The patient's mirtazapine, chlorpromazine and olanzapine medication were stopped and she was started on haloperidol and amitriptyline. Two days later, she started experiencing second person auditory hallucinations of the rapist who assaulted her in her childhood. She became more restless and agitated. Her suicidal ideation increased and she had difficulty thinking clearly. She continued to receive ECT treatment and her medication was increased to 200 mg amitriptyline and 40 mg of haloperidol.

Formulating an Evidence Based Medicine question

We felt it was important to formulate an EBM question that could be researched in view of possible treatment approaches that we could offer.

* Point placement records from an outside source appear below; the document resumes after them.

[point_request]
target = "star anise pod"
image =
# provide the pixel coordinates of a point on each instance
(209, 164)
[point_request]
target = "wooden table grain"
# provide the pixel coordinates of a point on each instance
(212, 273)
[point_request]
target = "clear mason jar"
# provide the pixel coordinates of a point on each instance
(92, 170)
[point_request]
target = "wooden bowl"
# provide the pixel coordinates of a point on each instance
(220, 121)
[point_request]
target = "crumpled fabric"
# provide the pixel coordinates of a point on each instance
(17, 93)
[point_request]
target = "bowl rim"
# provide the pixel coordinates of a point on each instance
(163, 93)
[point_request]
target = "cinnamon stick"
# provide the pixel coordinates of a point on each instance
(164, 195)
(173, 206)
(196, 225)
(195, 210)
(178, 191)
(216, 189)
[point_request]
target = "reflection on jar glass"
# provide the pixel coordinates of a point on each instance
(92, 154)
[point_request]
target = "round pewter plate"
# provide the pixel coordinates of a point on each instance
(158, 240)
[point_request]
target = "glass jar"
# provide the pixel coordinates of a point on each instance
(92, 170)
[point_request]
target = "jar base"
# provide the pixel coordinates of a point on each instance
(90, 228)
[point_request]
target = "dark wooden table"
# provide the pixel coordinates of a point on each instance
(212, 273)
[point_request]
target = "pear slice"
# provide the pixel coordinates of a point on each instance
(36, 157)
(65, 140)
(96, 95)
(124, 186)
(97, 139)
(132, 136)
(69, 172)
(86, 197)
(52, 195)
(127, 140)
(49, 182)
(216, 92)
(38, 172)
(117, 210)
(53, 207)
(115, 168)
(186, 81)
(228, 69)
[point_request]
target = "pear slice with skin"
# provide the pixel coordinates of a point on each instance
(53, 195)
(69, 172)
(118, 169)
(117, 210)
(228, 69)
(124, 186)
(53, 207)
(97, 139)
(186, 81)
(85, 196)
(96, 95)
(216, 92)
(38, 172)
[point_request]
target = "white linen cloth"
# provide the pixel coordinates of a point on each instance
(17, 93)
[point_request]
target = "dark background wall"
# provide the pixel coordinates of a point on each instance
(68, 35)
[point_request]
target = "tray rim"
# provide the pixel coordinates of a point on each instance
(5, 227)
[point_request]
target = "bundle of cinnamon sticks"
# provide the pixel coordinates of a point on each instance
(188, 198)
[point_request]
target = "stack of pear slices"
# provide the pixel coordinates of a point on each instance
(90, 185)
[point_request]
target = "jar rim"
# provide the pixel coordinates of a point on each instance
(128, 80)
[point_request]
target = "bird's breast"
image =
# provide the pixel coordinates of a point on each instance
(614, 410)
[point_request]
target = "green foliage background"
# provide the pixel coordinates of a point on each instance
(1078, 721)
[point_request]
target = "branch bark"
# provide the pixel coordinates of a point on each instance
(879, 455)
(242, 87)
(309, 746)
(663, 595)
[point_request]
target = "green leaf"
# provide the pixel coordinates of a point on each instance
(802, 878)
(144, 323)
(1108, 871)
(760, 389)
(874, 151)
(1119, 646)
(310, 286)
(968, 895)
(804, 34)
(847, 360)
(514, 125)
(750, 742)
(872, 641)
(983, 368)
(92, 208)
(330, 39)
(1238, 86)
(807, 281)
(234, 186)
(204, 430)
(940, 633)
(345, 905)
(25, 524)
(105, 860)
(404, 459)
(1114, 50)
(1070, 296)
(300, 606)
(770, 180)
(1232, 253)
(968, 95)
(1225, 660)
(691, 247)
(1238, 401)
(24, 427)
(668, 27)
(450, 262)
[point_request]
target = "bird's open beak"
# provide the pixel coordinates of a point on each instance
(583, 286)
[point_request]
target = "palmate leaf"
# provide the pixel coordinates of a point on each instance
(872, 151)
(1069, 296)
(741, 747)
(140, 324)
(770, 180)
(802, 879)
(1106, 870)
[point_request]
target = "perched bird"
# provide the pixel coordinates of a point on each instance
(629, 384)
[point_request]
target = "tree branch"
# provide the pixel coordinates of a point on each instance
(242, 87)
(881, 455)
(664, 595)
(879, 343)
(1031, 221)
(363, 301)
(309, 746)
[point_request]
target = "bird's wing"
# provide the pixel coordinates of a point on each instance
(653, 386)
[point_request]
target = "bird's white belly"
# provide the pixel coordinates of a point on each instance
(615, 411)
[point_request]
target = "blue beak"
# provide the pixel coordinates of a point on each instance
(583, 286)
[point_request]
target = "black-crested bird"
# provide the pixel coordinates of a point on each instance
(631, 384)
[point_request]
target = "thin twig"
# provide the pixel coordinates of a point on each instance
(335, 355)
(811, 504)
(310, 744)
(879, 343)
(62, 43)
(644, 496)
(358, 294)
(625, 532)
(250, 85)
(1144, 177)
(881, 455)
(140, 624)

We had already tried her on a variety of medical treatments, which had limited benefit.

The question formulated was as follows: 'In a patient who has depression with psychotic symptoms, is the use of clozapine and an antidepressant more beneficial than standard treatments for psychotic depression, in improving mood and psychotic symptoms.'

Literature search

The literature search that was conducted used the following databases:

Cochrane Database, ACP Journal Club, CCTR, 1986–2002

Medline 1966–2002.

EMBASE 1993–1996.

PSYCHINFO 1887–2002

The manufacturers of clozapine were also contacted.

The keywords used were:

1 'Depression/Depressive disorder/mood disorder/affective disorder/Psychosis/Psychotic'

2 The above keywords were combined with 'clozapine and antidepressant agents'.

The search was originally limited to the years 1986–2002, English language, and human research (however, the limitations were not valid in Cochrane, ACP, DARE, CCTR). However, an up to date review on the above databases up to 2006 was conducted on follow up of the patient which yielded no further pertinent papers.

The original search initially yielded 147 articles but on further inspection only 8 were thought to be pertinent to the question. The lists of references for these papers were also reviewed.